Diabetes is a serious condition that affects millions of people throughout the world. In fact, the Centers for Disease Control and Prevention (CDC) estimates that one in four Americans has diabetes or pre-diabetes. Unfortunately, this disease is often overlooked by patients and their physicians because it can cause a wide range of symptoms and it doesn’t have a definitive test like many other diseases do. However, one symptom that does get diagnosed often enough is peripheral neuropathy—a type of nerve damage caused by diabetes that can cause pain, tingling sensations or numbness in your hands or feet. If you think you may be suffering from this condition or if you want to find out more about what causes peripheral neuropathy in general, then keep reading!
Over half of African Americans with neuropathy suffer from diabetes.
The fact that diabetes causes nerve damage is not new. However, many people do not realize how serious diabetes can be or what it can lead to. Diabetes is a disease of the pancreas that makes it hard for the body to control how much sugar goes into the blood. This condition makes it harder for your brain and nerves to work correctly, which can lead to other health problems like heart disease, stroke, kidney failure and blindness.
If you have been diagnosed with diabetes you are at risk of getting neuropathy if left untreated or poorly controlled by medications prescribed by your physician such as insulin therapy
The average cost of neuropathy care is $7500 a year.
The average cost of neuropathy care is $7500 a year. This can be broken down as follows:
- Costs associated with treatments – $2630 per patient
- Lost productivity due to pain and discomfort – $1250 per patient
- Emergency room visits and hospitalizations – $1000 per patient
Neurologists treat neuropathic pain, but the majority of patients are treated by rehabilitation specialists.
As a neurologist, I treat diabetic neuropathy. But the majority of patients are treated by rehabilitation specialists.
The same goes for peripheral neuropathy, which is another type of nerve damage that can occur in diabetes. The majority of patients are treated by rehabilitation specialists, not neurologists.
Peripheral neuropathy can develop in up to 80% of people with diabetes.
Peripheral neuropathy is a complication of diabetes that causes damage to nerves in the body. It affects more than 50% of all people with diabetes and is one of the most common forms of peripheral neuropathy. Peripheral neuropathy can develop in up to 80% of people with diabetes, although some people may not experience symptoms until years after they first develop the condition.

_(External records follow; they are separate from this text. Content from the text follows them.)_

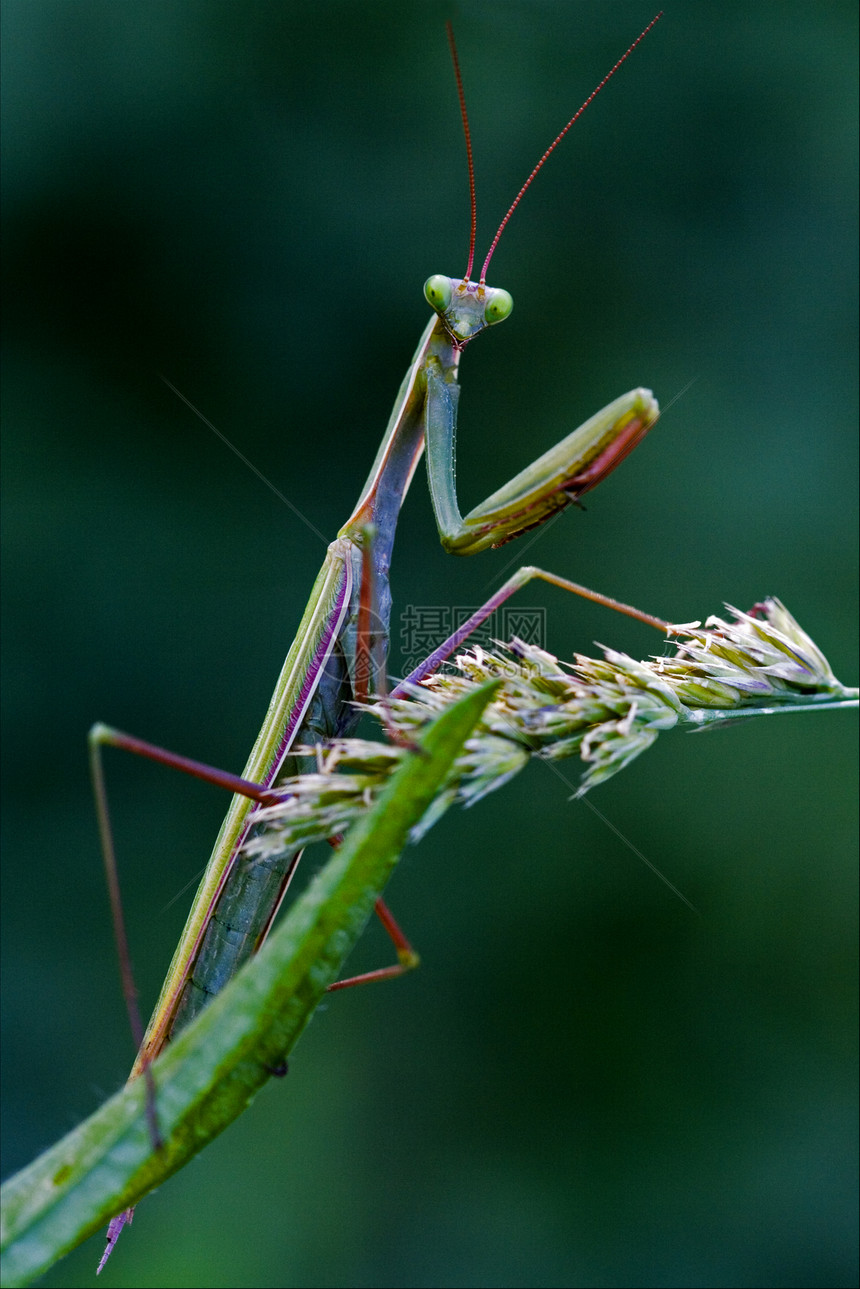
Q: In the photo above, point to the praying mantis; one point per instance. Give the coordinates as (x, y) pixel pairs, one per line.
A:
(159, 539)
(339, 654)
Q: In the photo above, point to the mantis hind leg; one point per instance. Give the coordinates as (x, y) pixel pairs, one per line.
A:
(515, 583)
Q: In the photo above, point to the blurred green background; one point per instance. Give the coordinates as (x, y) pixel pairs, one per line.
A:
(586, 1084)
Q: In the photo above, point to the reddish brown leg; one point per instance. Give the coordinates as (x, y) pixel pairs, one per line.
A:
(408, 958)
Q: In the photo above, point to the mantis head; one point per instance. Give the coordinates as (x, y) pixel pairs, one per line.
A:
(466, 307)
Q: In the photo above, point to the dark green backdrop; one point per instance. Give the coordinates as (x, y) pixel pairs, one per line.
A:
(586, 1084)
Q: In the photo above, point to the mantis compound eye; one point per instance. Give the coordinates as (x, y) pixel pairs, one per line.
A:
(498, 306)
(437, 291)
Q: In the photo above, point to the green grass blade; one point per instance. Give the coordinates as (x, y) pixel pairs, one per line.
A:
(214, 1069)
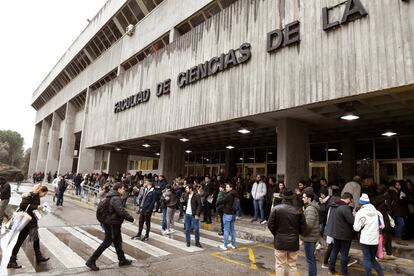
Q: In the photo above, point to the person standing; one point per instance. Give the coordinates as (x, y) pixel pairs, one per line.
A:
(5, 194)
(369, 221)
(312, 233)
(258, 193)
(286, 222)
(112, 227)
(230, 205)
(340, 228)
(193, 207)
(146, 207)
(30, 202)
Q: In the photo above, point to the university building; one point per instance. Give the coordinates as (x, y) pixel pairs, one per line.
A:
(274, 87)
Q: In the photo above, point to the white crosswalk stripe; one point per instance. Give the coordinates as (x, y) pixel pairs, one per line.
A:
(166, 240)
(61, 251)
(98, 241)
(145, 247)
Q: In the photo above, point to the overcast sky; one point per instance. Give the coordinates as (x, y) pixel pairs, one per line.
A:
(34, 35)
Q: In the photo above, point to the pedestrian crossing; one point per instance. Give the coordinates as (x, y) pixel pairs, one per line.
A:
(70, 246)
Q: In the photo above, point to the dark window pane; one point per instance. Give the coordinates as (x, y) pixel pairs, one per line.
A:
(318, 152)
(407, 147)
(386, 148)
(364, 150)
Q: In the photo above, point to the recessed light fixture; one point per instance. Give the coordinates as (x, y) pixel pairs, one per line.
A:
(389, 133)
(243, 131)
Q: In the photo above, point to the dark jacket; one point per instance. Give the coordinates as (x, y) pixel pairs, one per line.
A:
(148, 200)
(195, 203)
(228, 201)
(30, 201)
(117, 212)
(340, 221)
(5, 191)
(286, 222)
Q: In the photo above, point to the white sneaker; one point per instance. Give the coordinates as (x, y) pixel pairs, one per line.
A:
(222, 247)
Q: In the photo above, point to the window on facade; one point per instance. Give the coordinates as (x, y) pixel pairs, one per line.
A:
(406, 147)
(386, 148)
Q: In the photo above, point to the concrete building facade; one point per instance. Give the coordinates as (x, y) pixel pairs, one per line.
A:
(146, 76)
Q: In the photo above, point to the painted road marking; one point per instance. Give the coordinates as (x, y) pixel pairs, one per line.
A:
(61, 251)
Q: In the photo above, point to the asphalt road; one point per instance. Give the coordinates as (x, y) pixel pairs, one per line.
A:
(69, 235)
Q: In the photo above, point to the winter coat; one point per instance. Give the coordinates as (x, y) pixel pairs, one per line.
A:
(195, 204)
(286, 222)
(117, 212)
(354, 188)
(368, 220)
(340, 221)
(5, 192)
(259, 190)
(311, 213)
(33, 201)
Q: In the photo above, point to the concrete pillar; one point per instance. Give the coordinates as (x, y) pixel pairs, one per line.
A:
(35, 150)
(292, 151)
(53, 152)
(86, 156)
(68, 140)
(172, 157)
(174, 34)
(43, 147)
(118, 162)
(348, 159)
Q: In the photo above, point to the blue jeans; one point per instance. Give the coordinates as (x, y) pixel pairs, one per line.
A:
(399, 226)
(164, 219)
(369, 252)
(191, 221)
(258, 207)
(342, 246)
(228, 221)
(310, 257)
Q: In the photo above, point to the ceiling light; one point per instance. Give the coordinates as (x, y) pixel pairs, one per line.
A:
(349, 113)
(389, 133)
(243, 131)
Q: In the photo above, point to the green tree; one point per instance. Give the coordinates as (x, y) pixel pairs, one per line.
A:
(15, 142)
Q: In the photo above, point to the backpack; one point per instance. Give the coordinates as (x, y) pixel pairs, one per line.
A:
(236, 204)
(102, 212)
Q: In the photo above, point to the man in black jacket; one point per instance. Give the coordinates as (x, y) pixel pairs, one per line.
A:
(340, 227)
(286, 222)
(4, 196)
(192, 203)
(112, 226)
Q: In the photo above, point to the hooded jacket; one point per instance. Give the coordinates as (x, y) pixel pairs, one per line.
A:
(117, 212)
(368, 220)
(311, 213)
(340, 221)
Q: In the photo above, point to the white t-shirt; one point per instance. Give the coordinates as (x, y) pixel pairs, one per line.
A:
(188, 210)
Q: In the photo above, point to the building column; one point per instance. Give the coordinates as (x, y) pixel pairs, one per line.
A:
(53, 152)
(86, 156)
(35, 150)
(43, 146)
(348, 159)
(172, 158)
(68, 140)
(292, 151)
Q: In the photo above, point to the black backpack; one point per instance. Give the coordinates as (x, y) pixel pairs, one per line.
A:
(102, 212)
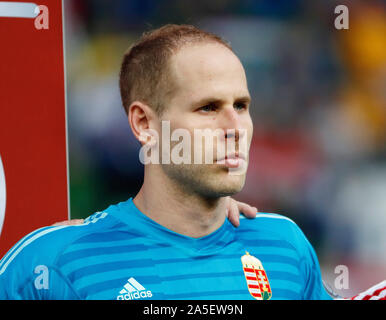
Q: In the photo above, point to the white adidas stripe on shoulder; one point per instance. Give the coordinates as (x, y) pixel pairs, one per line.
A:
(22, 244)
(269, 215)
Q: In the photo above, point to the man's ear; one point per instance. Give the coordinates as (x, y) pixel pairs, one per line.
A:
(141, 119)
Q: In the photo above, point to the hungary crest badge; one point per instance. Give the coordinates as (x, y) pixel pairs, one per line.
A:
(256, 277)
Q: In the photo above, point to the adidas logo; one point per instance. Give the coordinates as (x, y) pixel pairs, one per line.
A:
(133, 290)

Diabetic neuropathy can affect a person’s vision, hearing and sense of touch throughout their entire body, which can make even simple tasks like buttoning your shirt or turning off lights difficult.
Some forms of neuropathy, like diabetic neuropathy and small fiber polyneuropathy, have a genetic basis.
Some forms of neuropathy, like diabetic neuropathy and small fiber polyneuropathy, have a genetic basis. The genes that can cause these conditions to develop are very similar in both type 1 and type 2 diabetes. In fact, some people who have one form of the disease will eventually develop the other. Genes may also determine where—in which parts of your body—you’re more likely to experience symptoms from damaged nerves. If you have family members with diabetes-related nerve damage, there’s a chance that you might inherit those same genes that make you susceptible to it too!
The FDA has rules for how medical devices are supposed to work without harming patients.
The FDA is responsible for regulating medical devices, and their job is to make sure that these devices work as intended without harming patients. The TM Flow device is different from other types of home monitoring devices in that it can be used to diagnose conditions that affect both legs at the same time. This makes it a valuable tool for healthcare professionals looking to treat patients suffering from diabetes or any other circulatory disorders.
The TM Flow is different than other types of home monitoring devices because it can be used to diagnose conditions that affect both legs at the same time.
The TM Flow is different than other types of home monitoring devices because it can be used to diagnose conditions that affect both legs at the same time. The TM Flow has been proven to have the ability to diagnose peripheral neuropathy, diabetes, and neuropathic pain. The device measures your blood pressure as you walk or stand and then analyzes how well your body is responding to its changes in posture. This test takes about 20 minutes and will give an accurate result for conditions such as diabetes, peripheral neuropathy, and even Parkinson’s disease!
The TM Flow device is the first monitor that has been approved by the FDA and can be used to diagnose a variety of conditions that affect both legs at once. This is a huge step forward in diabetes care and it may lead to future innovations in how we treat other diseases as well.